Conexões: Os projetos vigentes vão continuar até o final do ano?

HS: Até o final do ano, sim, mas sem nenhum aporte de orçamento novo. Aquilo que já foi empenhado, já foi comprometido no orçamento, é que estamos trabalhando, não teremos ações novas dentro desses projetos. Aquilo que já foi executado no planejamento dos projetos será executado até o final do ano, o que é novo nós não acolheremos até que tenhamos um desbloqueio orçamentário. 

Conexões: A partir do orçamento que vier no ano que vem é que vão se estabelecer os critérios para novos projetos? A previsão é outubro?

HS: Exatamente, quando sabemos do orçamento do ano seguinte, a gente consegue fazer um planejamento. A PLOA, o Projeto de Lei Orçamentária, já se apresenta no meio do ano, e a LOA [Lei Orçamentária Anual], no segundo semestre com votação, às  vezes, no segundo semestre ou no primeiro trimestre do ano que vem, depende do Congresso. E a gente agora fica refém da LOA, porque não sabe o que virá para o próximo ano enquanto orçamento da União para as universidades.

Conexões: E a UFU já vem sofrendo com uma redução de orçamento pelo menos nos últimos dois anos?

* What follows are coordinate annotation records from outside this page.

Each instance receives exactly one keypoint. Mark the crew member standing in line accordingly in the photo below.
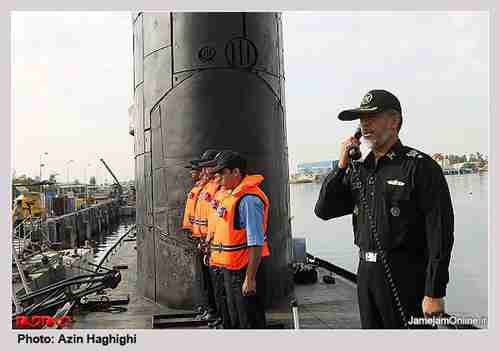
(216, 269)
(402, 217)
(199, 232)
(188, 220)
(240, 240)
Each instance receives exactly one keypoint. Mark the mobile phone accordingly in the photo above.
(353, 151)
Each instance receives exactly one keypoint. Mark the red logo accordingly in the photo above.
(38, 322)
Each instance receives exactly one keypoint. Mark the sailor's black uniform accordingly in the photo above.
(412, 211)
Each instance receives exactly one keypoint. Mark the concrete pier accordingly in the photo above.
(72, 229)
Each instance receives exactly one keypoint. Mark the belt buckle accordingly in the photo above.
(371, 256)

HS: A universidade tem funcionado abaixo do seu limite orçamentário e este tem sido também um problema. Tivemos que paralisar, em 2017, as construções, já não mantemos uma série de ações, de melhoramentos, de crescimentos, de reformas. Temos tentado segurar no mínimo ou abaixo do mínimo. É difícil falar isso, mas o nosso orçamento é insuficiente para a manutenção da universidade. Por mais que a gente consiga fazer uma economia, não alcança hoje 50% do que foi bloqueado, ou seja, temos hoje um déficit de 50%. E esse problema instalado impacta na extensão, eventos, cursos que oferecemos para a comunidade externa, impacta as ações e os programas que desenvolvemos nos diferentes bairros, como os projetos no Jardim Brasília, no Shopping Park, no Elisson Prieto. 

Conexões: Como a comunidade externa à UFU vai ser atingida e impactada com esse bloqueio, se ele se confirmar? 

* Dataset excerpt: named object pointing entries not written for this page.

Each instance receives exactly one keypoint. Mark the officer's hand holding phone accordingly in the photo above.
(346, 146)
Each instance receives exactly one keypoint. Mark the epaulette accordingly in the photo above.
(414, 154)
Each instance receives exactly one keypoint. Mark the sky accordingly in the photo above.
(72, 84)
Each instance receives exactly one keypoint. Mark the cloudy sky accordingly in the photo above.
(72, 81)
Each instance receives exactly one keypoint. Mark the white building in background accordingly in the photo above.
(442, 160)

HS: É importante a sociedade de uma forma geral perceber que a universidade é um patrimônio social. É um patrimônio da nossa democracia, da República, de todos nós. Quando essa universidade sofre algum tipo de ameaça, algum bloqueio orçamentário, padece toda a sociedade em função da retração dos projetos de extensão que acontecem, e temos projetos de extensão em diferentes áreas. É importante que se perceba o valor que esta instituição tem para o funcionamento de outras instituições, para o funcionamento social, para o desenvolvimento da pesquisa, para o desenvolvimento da qualidade de vida das pessoas, a partir daquilo que se pratica aqui dentro. Nós não somos uma ilha, essa universidade se articula com a sociedade, se comunica com a sociedade, e tem a sociedade como seu principal foco de atuação. Eu faço um apelo para que conheçamos a Universidade Federal de Uberlândia, nas cidades de Uberlândia, de Ituiutaba, de Monte Carmelo, de Patos de Minas e em toda a região. Para que conheçamos os projetos de cultura e extensão que são desenvolvidos que envolvem mais de dois milhões de pessoas diretamente em ações voltadas a essa comunidade. Este é um convite que eu faço: entrem dentro dessa universidade, conheçam as pesquisas realizadas, os projetos desenvolvidos e nos ajudem a defender nosso patrimônio, que é o patrimônio público, não só meu, mas seu e de todas as pessoas da população brasileira. Que é uma grande conquista dessa nossa sociedade.